DOJ’s enforcement policy for the False Claims Act (FCA) has largely been static for 30 years or maybe since the forgotten 1998 Holder memo that set out guidelines to assure the FCA was not recklessly deployed for provider billing mistakes. In the last year or so, however, the policy guidance has been astonishing, insightful, and suggests a new attitude is afoot. First, we had the popularly described “Granston Memo” in 2018 on the criteria for seeking dismissal of declined whistleblower suits, which is now part of the Justice Manual and, in fact, there has been an increase in DOJ dismissals as there should be in this practice area.

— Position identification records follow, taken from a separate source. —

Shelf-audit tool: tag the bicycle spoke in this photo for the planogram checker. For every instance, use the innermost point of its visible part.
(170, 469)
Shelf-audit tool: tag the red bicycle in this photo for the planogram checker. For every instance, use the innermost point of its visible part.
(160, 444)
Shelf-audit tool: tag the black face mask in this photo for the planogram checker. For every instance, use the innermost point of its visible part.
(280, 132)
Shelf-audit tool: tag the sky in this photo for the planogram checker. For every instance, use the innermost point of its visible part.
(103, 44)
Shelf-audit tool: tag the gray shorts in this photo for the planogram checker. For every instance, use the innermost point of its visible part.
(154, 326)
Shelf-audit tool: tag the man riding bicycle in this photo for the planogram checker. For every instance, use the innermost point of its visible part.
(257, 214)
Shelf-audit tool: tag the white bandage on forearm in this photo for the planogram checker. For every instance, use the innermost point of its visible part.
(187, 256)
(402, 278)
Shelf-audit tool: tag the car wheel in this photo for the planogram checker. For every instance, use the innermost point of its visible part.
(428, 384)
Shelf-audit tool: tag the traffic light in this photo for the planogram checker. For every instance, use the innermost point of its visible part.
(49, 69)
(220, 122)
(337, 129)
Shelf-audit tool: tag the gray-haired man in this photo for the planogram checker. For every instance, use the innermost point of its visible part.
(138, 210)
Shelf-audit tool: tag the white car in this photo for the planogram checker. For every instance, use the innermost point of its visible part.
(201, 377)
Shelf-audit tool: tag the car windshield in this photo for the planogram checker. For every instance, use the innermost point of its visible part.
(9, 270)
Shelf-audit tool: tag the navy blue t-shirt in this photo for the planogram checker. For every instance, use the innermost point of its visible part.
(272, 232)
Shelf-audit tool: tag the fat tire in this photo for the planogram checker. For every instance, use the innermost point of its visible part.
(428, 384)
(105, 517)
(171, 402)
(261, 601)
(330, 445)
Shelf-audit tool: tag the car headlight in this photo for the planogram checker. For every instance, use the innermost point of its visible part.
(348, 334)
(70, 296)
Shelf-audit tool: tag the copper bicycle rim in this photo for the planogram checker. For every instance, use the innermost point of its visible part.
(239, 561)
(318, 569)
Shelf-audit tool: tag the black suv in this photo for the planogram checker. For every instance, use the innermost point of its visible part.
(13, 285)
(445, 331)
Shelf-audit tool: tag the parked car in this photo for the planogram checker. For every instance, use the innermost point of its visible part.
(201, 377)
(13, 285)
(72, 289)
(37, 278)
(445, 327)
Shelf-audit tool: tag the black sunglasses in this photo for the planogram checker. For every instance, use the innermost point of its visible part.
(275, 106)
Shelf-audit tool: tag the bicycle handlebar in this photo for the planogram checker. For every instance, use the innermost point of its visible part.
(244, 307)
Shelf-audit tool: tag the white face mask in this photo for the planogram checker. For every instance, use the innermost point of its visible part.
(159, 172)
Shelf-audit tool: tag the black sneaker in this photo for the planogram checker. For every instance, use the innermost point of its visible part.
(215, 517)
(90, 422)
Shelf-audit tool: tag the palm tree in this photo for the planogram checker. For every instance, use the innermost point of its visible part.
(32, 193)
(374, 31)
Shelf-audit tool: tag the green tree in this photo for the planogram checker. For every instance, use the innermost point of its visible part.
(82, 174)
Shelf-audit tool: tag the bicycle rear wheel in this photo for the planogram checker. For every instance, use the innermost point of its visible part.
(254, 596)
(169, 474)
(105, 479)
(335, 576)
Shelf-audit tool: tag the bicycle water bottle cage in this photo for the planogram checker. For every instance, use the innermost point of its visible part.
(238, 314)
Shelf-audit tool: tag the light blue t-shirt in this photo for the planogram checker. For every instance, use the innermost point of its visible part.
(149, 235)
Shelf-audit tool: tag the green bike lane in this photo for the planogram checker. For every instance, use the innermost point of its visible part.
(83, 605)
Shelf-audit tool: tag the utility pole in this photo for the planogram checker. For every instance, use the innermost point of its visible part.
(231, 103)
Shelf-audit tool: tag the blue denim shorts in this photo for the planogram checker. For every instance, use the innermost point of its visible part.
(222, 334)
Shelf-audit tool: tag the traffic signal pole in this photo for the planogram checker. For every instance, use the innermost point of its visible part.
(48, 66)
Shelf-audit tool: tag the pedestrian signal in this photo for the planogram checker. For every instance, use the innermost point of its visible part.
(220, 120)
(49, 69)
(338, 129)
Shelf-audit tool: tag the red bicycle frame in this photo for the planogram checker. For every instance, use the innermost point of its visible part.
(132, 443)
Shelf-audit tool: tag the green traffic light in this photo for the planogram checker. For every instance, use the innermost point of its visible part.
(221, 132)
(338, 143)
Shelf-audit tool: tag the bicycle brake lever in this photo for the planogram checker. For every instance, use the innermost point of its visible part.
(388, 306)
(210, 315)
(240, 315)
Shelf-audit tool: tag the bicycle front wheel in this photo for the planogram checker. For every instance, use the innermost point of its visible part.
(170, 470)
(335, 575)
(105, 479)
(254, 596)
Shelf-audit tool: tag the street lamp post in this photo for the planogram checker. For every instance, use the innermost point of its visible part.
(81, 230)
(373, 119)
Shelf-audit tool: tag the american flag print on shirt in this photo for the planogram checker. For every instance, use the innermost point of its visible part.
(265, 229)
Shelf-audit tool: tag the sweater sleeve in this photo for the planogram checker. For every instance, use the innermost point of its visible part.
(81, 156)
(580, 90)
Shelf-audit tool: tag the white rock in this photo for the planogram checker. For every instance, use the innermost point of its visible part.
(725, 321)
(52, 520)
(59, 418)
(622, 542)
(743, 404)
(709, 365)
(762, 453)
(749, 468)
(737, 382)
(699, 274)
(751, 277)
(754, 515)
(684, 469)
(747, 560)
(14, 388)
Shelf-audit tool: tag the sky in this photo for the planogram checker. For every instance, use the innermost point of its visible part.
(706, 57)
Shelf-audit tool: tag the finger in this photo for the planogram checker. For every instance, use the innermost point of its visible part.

Now, guidance to the Justice Manual specific to FCA matters announces detailed criteria for cooperation credit. There is much that is practical and routine in the guidance but also some big departures from prior “policy” or practices. Big picture, it seems DOJ is trying to proactively lead and manage the appropriate use of this punitive statute in the face of the whistleblowers’ bar that view the statute’s prerogatives as their own and the gross inefficiencies in the statute revealed year after year by the fact that DOJ qui tam declinations remain generally in the 80% range. The guidance gives DOJ counsel considerable leeway to address the most appropriate track for investigations. More practically, the cooperation credit guidance gives a roadmap for companies under investigation to navigate to the best result possible in any FCA investigation.
A few notable points:
The guidance heavily emphasizes voluntary disclosure as the key action to obtaining cooperation credit but also states that there can be no cooperation credit for doing something required by law. This suggests health safety and overpayment disclosures may be exempt from the guidance. Nevertheless, partial credit is authorized and there are significant incentives for partial credit with transparent and collaborative approaches to the FCA investigation if the initial disclosure did not occur.
Compliance program improvements during an investigation may be considered in assessing cooperation or the most appropriate remedy. This position is sensible and also in direct conflict with the HHS OIG position in healthcare fraud matters that compliance improvements during an investigation carry no weight in evaluating “risk” for potential imposition of a corporate integrity agreement (CIA).
Cooperation is not just a potential monetary reduction but may be proactive assistance with parallel agency matters and “assisting the entity or individual in resolving qui tam litigation with a relator or relators.” This position is a welcomed and big departure from DOJ’s historic practices and more in line with the true objective of DOJ managing agency parallel proceedings. DOJ may also consider remedial efforts undertaken by the company to address the underlying wrongful conduct, including termination of employees. There are clear incentives to clean house for those responsible for the wrongful conduct.
So often in FCA practice the government conference room discussions focus on policies about what can or cannot be done in reaching creative resolutions or decisions in FCA matters. This written guidance on cooperation credit signals that government attorneys have broad discretion to be creative in FCA matters if the right circumstances materialize. It’s up to the entities and FCA practitioners to try and make it happen.